= Jitendra Majumder =

Indian politician (born 1954)

Jitendra Majumder (born 1954) is an Indian politician from Tripura. He is a member of the Tripura Legislative Assembly from Kakraban Salgarh Assembly constituency, which is reserved for Scheduled Caste community, in Gomati district. He won the 2023 Tripura Legislative Assembly election, representing the Bharatiya Janata Party.

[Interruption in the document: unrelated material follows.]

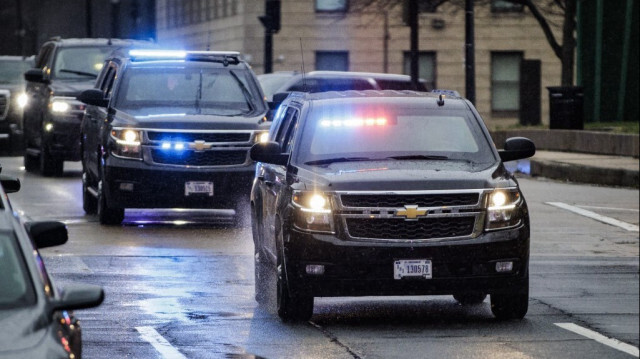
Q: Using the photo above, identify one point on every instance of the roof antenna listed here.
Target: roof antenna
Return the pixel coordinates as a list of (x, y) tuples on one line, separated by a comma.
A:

== Early life and education ==
Majumder is from Kakraban. His late father Radha Krishna Majumder was a farmer. He completed his B.A. in 1978 at Ramthakur College, Agartala, which is affiliated with Calcutta University. He is into rubber cultivation and also runs his own business.

== Career ==
Majumder was elected as an MLA from Kakraban Salgarh Assembly constituency representing the Bharatiya Janata Party in the 2023 Tripura Legislative Assembly election. He polled 23,625 votes and defeated his nearest rival, Ratan Kr. Bhowmik of the Communist Party of India (Marxist), by a margin of 5,051 votes. In the 2018 Tripura Legislative Assembly election, he lost to Bhowmik of the Communist Party, by a margin of 3,767 votes. He polled 21,068 votes against Bhowmik, who got 24,835 votes.